手加減
今回は午後を中心に更新したいと思います。都合により一日三回更新は難しいかもしれません
もう良くわからん。取り合えず距離を取ろう。幸いあんまりゴブリンが見つからず、草原の深くまで来ていたからな。「トイレに行きたい」と言えば大丈夫だろう。
「ち、ちょっと、お手洗いに行ってくるわ」
「うん」
ただ一言二言を交わそうと思っただけで声が震えてしまう。別に恋をしたことがないわけではない。俺は人並みには恋をして、人並みには失恋してきた。だが、こんな経験は初めてである。
今までの恋が嘘ではないか?と思うほどだ。まあ初めて、恋愛病の重症患者になったということだろう。俺はどんどんノースさんから離れていく。離れて止まっては深呼吸をしてを繰り返しているとどんどん頭が冷えていく。
ちょうど、ノースさんが見えなくなった辺りで完全に頭が冷えた。はぁ、俺はため息を吐いた。恥ずかしい。ただ、恥ずかしい。高校生にもなってあれはないね。
今はノースさん曰く、イケメンらしいからそれ相応の態度をとらないと。というのは無理そうだけどせめて、ノースさんの前でキョドりたくはない。
そんなことを考えているとこちらに背を向けているゴブリンが、パっと目に付いた。
俺は手加減が出来るのではないか、という自分の仮説を思い出す。もしこの仮説があっているならば頼りない男から頼りがいのある男にチェンジ出来るはずだ。俺はアクアショットより弱いだろう、アクアボールを念じる。
すると水球が出来てきた。
これから魔力操作で循環している魔力にひきずり込むようにしていく。
・・・
・・・
確かに水球の大きさは小さくなったがこれでは全く意味がない。確実にオーバーキルするだろう。というかここでやるのは危険だな。他のプレイヤーが見てしまうかもしれない。
それにこの方法では最初の大きさでバレてしまうな。では、最初から魔力が出るのをせき止めればいいのか。人がいないことを確認し、今待機中のアクアボールは遠くの地面にぶつけて、再びアクアボールと弱くしたいという意思と共に念じる。
今度は小さい水球が出てくる。
そして念のために魔力操作で魔力を引き込んでいく。
・・・
これならいける!!!
俺はゴブリンに水球を解き放った。すると水球は自動車並みの速度を出してゴブリンに迫っていく。そしてゴブリンにヒットした。なんとゴブリンは瀕死の状態ながら生きていたのだ!!

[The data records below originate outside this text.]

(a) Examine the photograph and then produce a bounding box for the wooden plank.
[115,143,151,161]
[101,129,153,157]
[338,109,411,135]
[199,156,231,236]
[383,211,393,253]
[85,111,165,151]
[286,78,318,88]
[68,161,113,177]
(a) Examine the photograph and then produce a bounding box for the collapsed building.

よっしゃ!!俺は思わずガッツポーズをする。そして俺は迫ってくるゴブリンと距離を取りつつさっきと同じ方法で詠唱し、倒すことに成功した。
常に手加減さえしていれば普通のプレイヤーと同じ体験が出来るぜ!!!!!俺は歓喜した。そして、俺は陽気になりながらノースさんの下へと戻る。さっきの緊張がうそのようだ。少しドキドキしているだけである。
きっと、役立たずという烙印を惚れたノースさんに押されるのが怖かったのだろう。そんなこと優しいノースさんが思うわけないのにね。